Michael Rabin playing Tchaikovsky's Violin Concerto (finale)
During the short-lived courtship, Michael also experienced a medical issue that would become a common occurrence. Michael collapsed on stage during a performance. During a medical checkup, Michael was told that he was suffering from a nervous breakdown.
MICHAEL'S CAREER SLOWS DOWN AND HIS ANXIETY INCREASES
After the medical incident, Michael Rabin had to cancel several performances. He also received several mixed reviews for the performances that he gave during this period.
For the next several years, Michael gradually developed more anxieties. For example, he developed a profound fear that he would grow dizzy and fall off the stage during a performance. The anxiety seemed to come and go. Unfortunately, they also seemed to derail the rest of Michael’s career.
[Photo] Mr. Rabin shown in his early thirties cleaning the interior of his violin with raw rice
The last decade of Michael’s life was spent with sporadic performances. He would also occasionally put on free performances at public parks. However, he never married or had children. He also never recorded again.
Michael abruptly ended his recording career at the end of the 1950s. After 1959, Michael never set foot in a recording studio.

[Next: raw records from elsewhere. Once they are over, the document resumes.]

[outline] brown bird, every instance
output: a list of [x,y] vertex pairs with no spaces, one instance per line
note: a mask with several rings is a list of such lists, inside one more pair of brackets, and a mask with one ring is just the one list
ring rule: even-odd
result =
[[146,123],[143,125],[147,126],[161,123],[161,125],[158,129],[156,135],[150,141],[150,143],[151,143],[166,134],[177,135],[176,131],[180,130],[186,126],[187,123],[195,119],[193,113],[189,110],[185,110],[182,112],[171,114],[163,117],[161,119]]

In 1972, at the age of 35, he slippered on the floor of his appartment striking his head and succumbed to his injuries. A toxicology screen revealed that he had taken barbiturate, so he was sadly back on the addictive drugs that had earlier scuppered his career.
Most of Michael Rabin’s legacy is found in two separate releases containing work recorded for Columbia Records, which are now owned by Capitol-EMI.
His complete solos of Paganini’s 24 caprices are available on a single album while the rest of his work has been released as a six-disc album. Michael’s last recording was in 1959, but his music and his unique story live on.